At a White House event this week, Donald Trump reflected briefly on the burgeoning trade war he’s initiating with China.
“We’ve helped rebuild China over the last 25 years, if you take a look at what’s happened. We have helped rebuild China. So we intend to get along with China, but we have to do something very substantial about the trade deficit. And with that, nothing is easy.”
As a factual matter, it’s easy to take issue with nearly all of these claims. China’s economy has grown considerably in recent decades, but the idea that the United States “helped rebuild” the country is dubious. For that matter, the president’s insistence that “we have to do something very substantial about the trade deficit” is problematic, since we don’t actually have to do anything at all.
But it’s that last line that stood out for me: “Nothing is easy.”
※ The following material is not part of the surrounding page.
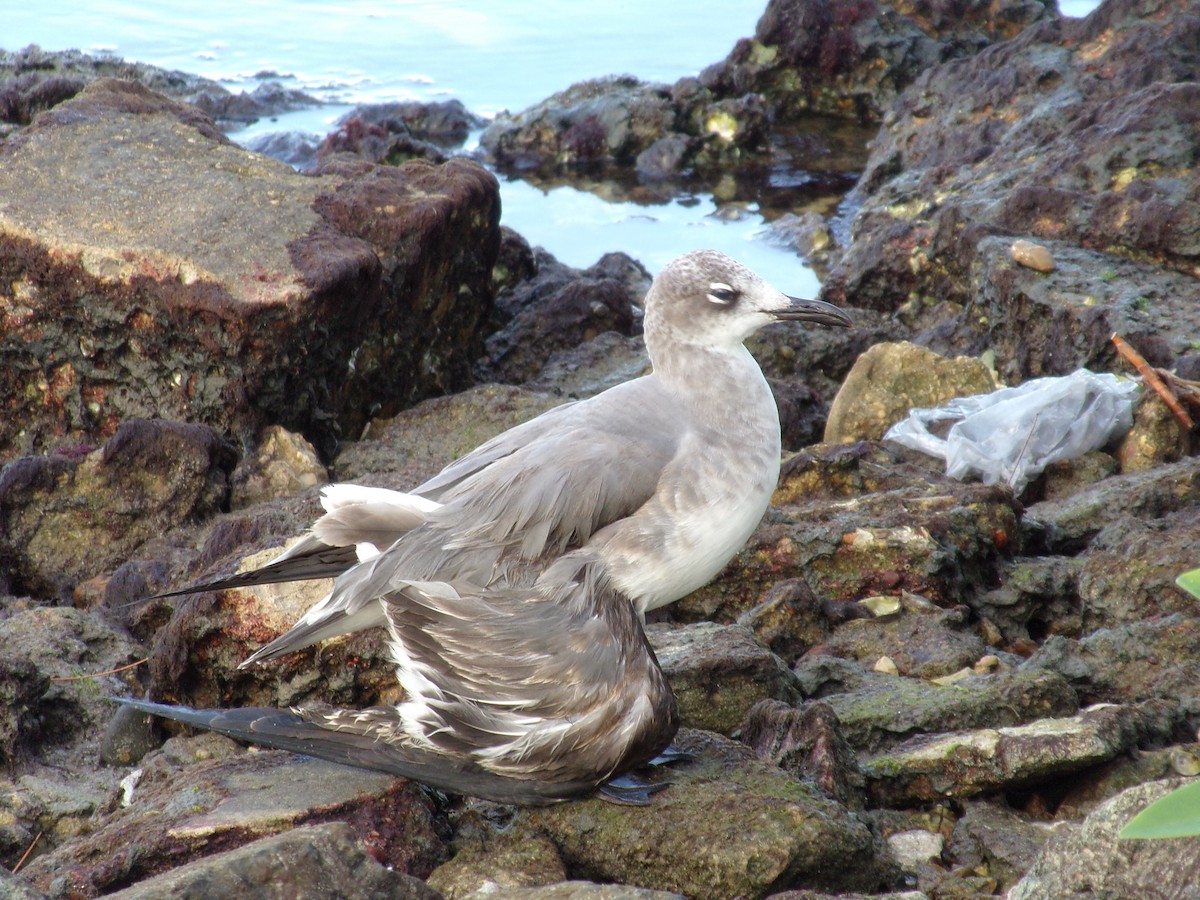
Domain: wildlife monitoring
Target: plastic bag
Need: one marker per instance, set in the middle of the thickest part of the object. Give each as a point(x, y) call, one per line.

There’s certainly some truth to that, though I’d love to hear the White House explain when, exactly, the president came to this realization — because in the recent past, Trump was under the impression that these issues were quite easy, indeed.
In June 2016, for example, then-candidate Trump promised to target China with tariffs and assured voters his tactics would succeed with little effort. “This is very easy,” he said at the time. “This is so easy!”
Just last month, he was at it again. After his initial moves on tariffs, the president declared, “[T]rade wars are good, and easy to win.” It apparently took a month for Trump to switch gears and discover that “nothing is easy.”
One of the amazing things about Trump’s presidency has been watching the process of presidential discovery, in which he’s surprised by complexities the rest of us already recognized.